Het jaarverslag 2019 van het programma is te vinden via de volgende link: https://dv2030.nl/documenten/jaarverslag-2019-programma-duurzame-veilig…–0. Onderdelen van DV2030 zullen landen in de Safety Delta Nederland (SDN)4 waarover ik u na de zomer uitgebreid zal informeren.
Duurzaam assetmanagement
Het afgelopen jaar is een set van praktische tools ontwikkeld om corrosie onder isolatie
beter te kunnen managen5. Met deze praktische tools wordt gewerkt aan het doel om industriële calamiteiten
te voorkomen door tijdige detectie van corrosie onder isolatie. Verder is een start
gemaakt met het opstellen van een Handreiking duurzaam assetmanagement.
Een robuust, toekomstbestendig Brzo-systeem
In 2019 is onderzocht hoe de afspraken rondom het samenwerkingsverband BRZO+ geformaliseerd
kunnen worden. Doel hiervan is om de samenwerking te verankeren en de slagvaardigheid
van BRZO+ te vergroten. Dit onderzoek heeft tot resultaat dat op dit moment gewerkt
wordt aan een bestuursconvenant tussen de BRZO+-partners en de verantwoordelijke bestuurlijke
partijen (stelsel- en beleidsverantwoordelijken). Deze afspraken worden naar verwachting
eind 2020 geformaliseerd. Dit draagt bij aan een heldere rol- en taakverdeling, betere
afstemming tussen beleid en uitvoering en zorgt voor minder vrijblijvendheid tussen
de samenwerking van Brzo-toezichthouders. Dit past ook in de versterking van de uitvoering
van de VTH-taken bij de Brzo-bedrijven.
In het kader van het Blockchainproject is er een applicatie ontwikkeld voor het delen
van zogenaamde «near misses». Dit zijn gebeurtenissen die net niet tot een incident
hebben geleid, maar waar wel belangrijke lessen uit kunnen worden geleerd. De ontwikkelde
applicatie geeft een eerste inzicht in de potentie van blockchain om «gevoelige informatie»

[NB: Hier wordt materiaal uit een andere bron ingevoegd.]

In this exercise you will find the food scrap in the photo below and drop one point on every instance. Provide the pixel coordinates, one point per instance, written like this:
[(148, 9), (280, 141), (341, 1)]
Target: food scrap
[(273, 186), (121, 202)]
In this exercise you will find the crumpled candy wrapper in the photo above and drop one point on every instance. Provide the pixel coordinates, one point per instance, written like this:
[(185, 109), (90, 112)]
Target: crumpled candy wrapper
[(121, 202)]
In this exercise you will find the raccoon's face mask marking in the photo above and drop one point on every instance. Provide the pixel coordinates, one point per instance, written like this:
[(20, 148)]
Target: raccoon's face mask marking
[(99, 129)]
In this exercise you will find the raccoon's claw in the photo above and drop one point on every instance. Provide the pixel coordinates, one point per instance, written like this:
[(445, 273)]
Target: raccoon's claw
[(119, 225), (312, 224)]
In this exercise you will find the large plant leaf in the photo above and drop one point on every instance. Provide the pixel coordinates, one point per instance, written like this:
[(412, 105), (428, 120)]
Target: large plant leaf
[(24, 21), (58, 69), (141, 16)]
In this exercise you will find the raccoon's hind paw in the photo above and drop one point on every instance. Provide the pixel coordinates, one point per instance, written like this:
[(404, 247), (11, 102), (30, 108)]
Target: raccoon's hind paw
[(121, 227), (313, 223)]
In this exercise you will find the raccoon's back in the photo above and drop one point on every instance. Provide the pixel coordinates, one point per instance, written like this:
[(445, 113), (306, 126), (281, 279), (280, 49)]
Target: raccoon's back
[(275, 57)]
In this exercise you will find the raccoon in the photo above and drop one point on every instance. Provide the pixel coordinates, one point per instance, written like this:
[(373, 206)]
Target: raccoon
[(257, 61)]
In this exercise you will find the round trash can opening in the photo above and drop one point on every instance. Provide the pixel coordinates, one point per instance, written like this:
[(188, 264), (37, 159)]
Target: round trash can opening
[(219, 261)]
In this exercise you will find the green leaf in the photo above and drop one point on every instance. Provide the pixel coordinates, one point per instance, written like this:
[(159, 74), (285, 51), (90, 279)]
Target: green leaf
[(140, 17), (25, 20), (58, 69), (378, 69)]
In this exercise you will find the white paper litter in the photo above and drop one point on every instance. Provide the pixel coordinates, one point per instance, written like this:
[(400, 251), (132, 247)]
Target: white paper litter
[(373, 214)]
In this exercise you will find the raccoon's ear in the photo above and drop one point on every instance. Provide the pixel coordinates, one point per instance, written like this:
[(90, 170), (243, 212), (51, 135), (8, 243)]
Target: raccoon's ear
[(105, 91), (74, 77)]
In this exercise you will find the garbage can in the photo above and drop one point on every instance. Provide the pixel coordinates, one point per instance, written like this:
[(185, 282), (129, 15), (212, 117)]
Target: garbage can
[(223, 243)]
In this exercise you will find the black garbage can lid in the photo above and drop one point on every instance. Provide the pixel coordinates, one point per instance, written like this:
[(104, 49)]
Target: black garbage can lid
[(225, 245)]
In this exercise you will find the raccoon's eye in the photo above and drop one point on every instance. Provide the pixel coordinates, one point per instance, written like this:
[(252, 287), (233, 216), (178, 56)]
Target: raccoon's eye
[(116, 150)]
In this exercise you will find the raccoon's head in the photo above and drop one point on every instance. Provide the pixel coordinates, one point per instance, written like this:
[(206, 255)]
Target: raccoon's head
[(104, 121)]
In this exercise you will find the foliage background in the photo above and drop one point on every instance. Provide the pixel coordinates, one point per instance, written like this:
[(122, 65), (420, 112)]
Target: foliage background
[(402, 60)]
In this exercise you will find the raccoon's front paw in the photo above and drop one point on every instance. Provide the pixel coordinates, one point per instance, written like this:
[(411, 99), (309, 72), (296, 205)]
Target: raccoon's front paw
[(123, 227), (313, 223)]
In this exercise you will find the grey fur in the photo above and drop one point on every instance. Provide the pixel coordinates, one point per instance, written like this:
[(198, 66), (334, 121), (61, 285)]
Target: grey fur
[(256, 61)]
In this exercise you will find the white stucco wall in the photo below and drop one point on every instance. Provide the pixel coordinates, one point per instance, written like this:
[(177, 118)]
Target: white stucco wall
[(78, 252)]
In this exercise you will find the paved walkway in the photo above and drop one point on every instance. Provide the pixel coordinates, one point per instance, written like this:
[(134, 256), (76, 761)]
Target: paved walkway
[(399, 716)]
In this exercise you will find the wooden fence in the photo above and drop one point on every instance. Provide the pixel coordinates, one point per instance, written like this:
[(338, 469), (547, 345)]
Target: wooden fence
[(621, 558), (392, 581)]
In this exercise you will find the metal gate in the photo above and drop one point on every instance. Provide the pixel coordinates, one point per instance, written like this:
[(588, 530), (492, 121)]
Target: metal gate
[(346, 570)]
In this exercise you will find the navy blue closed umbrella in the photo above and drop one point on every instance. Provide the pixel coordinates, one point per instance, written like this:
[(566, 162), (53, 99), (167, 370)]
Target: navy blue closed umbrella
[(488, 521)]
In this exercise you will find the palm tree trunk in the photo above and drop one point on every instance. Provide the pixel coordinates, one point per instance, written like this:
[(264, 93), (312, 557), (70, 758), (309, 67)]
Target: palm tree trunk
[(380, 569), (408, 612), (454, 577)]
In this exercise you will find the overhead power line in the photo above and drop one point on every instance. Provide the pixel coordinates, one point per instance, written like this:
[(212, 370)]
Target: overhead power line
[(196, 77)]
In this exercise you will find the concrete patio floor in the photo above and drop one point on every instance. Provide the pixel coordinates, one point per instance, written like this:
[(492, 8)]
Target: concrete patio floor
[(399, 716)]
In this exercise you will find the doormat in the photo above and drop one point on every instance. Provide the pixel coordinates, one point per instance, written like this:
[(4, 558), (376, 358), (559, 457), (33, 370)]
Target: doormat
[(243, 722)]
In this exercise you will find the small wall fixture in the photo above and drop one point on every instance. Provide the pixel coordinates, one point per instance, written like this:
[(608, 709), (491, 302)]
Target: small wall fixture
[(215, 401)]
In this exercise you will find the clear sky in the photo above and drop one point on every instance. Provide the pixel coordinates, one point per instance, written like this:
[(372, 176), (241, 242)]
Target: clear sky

te delen tussen bedrijven en toezichthouders. Op dit moment wordt gewerkt aan de voorbereiding
van de tweede fase van dit project, namelijk het optimaliseren van de applicatie en
het daadwerkelijk testen bij een aantal chemische bedrijven.
Recent is bovendien een onderzoek opgeleverd naar de verbinding tussen de drie wettelijke
stelsels als het gaat om veiligheid bij Brzo-bedrijven, te weten: arbeidsveiligheid,
omgevingsveiligheid en rampenbestrijding. De belangrijkste conclusie van het onderzoek
is dat er in de basis nauwelijks tot geen schuring tussen de drie wettelijke stelsels
bestaat, maar in de uitwerking nog kansen liggen om investeringen in arbeidsveiligheid
en omgevingsveiligheid te optimaliseren. Hierover gaan we in gesprek met het bedrijfsleven.
Just Culture
Ik heb u eerder6 bericht over de resultaten die in het traject «Just Culture» zijn behaald. Een Just
Culture (kort gezegd: een open en rechtvaardige cultuur) draagt bij aan de transparantie
binnen bedrijven, tussen bedrijven en tussen bedrijven en overheden. Door deze transparantie
kunnen bedrijven van elkaar leren, bijvoorbeeld over elkaars bijna-incidenten waardoor
deze in de toekomst voorkomen kunnen worden. Hiermee wordt de omgevingsveiligheid
vergroot. Het concept Just Culture is in DV2030 uitgewerkt in bouwstenen en een stappenplan
en is geschikt gemaakt voor toepassing binnen de (petro)chemische industrie. Ik ben
verheugd u te kunnen melden dat vier bedrijven bereid zijn gevonden om deel te nemen
aan een pilot om deze Just Culture in de praktijk te toetsen. Op dit moment wisselen
deze vier bedrijven onder begeleiding van een coach informatie over interne bijna-incidenten
met elkaar uit. Het doel is ervaring in de praktijk opdoen met het toepassen van het
stappenplan Just Culture. Deze ervaring zal gaan helpen om andere bedrijven die willen
werken aan de ontwikkeling van Just Culture te inspireren en praktijkvoorbeelden te
geven hoe dat als Brzo-bedrijf aangepakt kan worden.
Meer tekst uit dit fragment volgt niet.